Why Raw Milk Cheese is Not Raw
Have you ever wanted to try out exotic and rare types of cheeses, made non-traditionally? Well you might not be able to if the FDA has anything to say about it! Non-traditional cheesemaking using raw milk is under attack for all the wrong reasons, and it has sparked a revolution of cheese-lovers to stand up and do something about it.
The following is an excerpt from Ending the War on Artisan Cheese by Catherine Donnelly. It has been adapted for the Web.
The term raw milk cheese is really a misnomer for many cheese varieties. The numerous steps in cheesemaking transform a raw material—milk—and process it for safety through the “hurdle concept” whereby factors such as competition with starter cultures and other bacteria present in raw milk, acidity development, moisture loss, and use of salt all interact to create an environment that is hostile to pathogens.

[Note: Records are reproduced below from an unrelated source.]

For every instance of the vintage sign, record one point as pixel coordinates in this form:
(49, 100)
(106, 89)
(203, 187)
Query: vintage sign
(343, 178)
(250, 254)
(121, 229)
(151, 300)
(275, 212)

During the process of cheesemaking, the protein in milk, casein, is coagulated to form curds that, in many cheese varieties, receive heat exposure.

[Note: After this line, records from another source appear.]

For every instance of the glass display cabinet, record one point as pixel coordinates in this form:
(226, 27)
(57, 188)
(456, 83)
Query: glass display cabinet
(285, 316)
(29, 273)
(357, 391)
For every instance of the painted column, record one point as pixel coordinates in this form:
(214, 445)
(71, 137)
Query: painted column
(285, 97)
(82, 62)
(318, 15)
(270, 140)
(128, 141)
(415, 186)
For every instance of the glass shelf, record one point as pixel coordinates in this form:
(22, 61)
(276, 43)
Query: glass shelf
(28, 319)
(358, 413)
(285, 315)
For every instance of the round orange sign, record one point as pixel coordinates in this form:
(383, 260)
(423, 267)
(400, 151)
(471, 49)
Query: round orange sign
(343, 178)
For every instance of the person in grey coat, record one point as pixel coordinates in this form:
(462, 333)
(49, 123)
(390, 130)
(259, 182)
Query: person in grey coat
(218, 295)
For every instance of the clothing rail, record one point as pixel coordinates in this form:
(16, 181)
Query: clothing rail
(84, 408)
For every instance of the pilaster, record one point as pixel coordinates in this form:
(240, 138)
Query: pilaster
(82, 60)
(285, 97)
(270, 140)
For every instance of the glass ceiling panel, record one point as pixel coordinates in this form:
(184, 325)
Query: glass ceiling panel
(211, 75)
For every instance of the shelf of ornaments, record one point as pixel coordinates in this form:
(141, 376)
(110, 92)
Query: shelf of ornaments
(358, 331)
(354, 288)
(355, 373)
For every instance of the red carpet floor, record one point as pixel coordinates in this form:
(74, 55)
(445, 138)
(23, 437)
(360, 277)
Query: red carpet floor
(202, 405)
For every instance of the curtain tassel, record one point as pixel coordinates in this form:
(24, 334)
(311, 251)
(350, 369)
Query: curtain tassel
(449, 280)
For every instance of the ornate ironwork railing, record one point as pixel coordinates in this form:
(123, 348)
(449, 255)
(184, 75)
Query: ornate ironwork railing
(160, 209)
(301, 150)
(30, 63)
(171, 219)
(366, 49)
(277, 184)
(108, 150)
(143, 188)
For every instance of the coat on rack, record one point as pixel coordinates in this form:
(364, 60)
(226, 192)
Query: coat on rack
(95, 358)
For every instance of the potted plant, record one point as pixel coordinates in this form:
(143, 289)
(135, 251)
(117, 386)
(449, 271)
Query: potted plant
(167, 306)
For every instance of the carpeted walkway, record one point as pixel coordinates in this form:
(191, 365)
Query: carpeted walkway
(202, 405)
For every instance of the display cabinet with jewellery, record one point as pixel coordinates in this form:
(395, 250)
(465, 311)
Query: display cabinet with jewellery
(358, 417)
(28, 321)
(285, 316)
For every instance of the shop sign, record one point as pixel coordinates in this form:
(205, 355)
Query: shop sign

For some cheeses, even though cheesemaking begins with the use of raw milk, these are cooked- curd cheeses that are anything but raw. Cheeses made from milk subjected to a sub-pasteurization heat treatment (thermization) are legally classified as raw milk cheeses. Thermization is useful for milk that has been transported and stored under refrigeration, or when there will be a delay in the use of milk before cheesemaking. The use of thermization helps to reduce the growth of psychrotrophic bacteria (those that can grow at refrigeration temperatures) that cause quality defects in cheese. Much of the milk used in the United States for raw milk Cheddar cheesemaking is subjected to some form of heat treatment, generally thermization. As a rule, this treatment consists of heating milk at 131°F/55°C for a period ranging from 2 to 16 seconds.

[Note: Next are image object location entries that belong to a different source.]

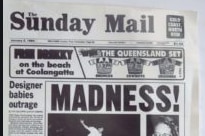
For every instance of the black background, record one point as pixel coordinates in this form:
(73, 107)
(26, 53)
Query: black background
(113, 124)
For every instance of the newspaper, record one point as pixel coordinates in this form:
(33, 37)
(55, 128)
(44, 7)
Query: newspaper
(90, 70)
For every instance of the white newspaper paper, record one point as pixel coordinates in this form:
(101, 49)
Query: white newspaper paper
(90, 70)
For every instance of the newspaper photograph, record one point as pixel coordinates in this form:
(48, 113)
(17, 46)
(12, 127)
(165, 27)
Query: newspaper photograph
(91, 70)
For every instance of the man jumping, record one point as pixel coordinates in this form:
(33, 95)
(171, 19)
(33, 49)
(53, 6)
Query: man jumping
(93, 131)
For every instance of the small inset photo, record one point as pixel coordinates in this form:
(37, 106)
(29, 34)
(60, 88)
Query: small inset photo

The term raw milk cheese also fails to reflect the high curd-cooking temperatures used in the manufacture of aged Swiss and Italian hard cheese varieties. In fact, many countries refer to these cheeses as cooked-curd cheeses. A 1995 study conducted in Switzerland examined the safety of Swiss hard and semi-hard cheeses. The authors noted that approximately 80 percent of cheeses made in Switzerland are manufactured from raw milk without prior heat treatment. These authors inoculated eight pathogens including Salmonella, Listeria, and E. coli to raw milk at high levels (10,000–1,000,000 cfu/ml). The authors could not detect any pathogens beyond 1 day of manufacture. The microbiological hurdles noted by the authors that contribute to the safety of Swiss hard cheeses include the use of high curd-cooking temperatures (126° to 130°F / 52° to 54°C for 45 minutes); high pressing temperatures (122°F/50°C); low moisture (35 percent); use of high ripening temperatures (50° to 68°F / 10° to 20°C); and use of long ripening times (over 120 days).
Similar hurdles occur during the manufacture of Italian Grana cheeses. A study published in 2001 examined the safety of Italian Grana (Grana Padano and Parmigiano Reggiano) cheeses. The authors noted several parameters that contribute to microbial safety, including cooking and molding of cheese cured at high temperatures (127° to 133°F / 53° to 56°C); brine salting of cheese, which lowers the moisture and water activity of the cheese; and extended ripening of cheese for 9 to 12 months. A rapid decline of pathogens initially added to milk at high levels (100,000 cfu/ml) was observed during manufacture of Parmigiano Reggiano cheese.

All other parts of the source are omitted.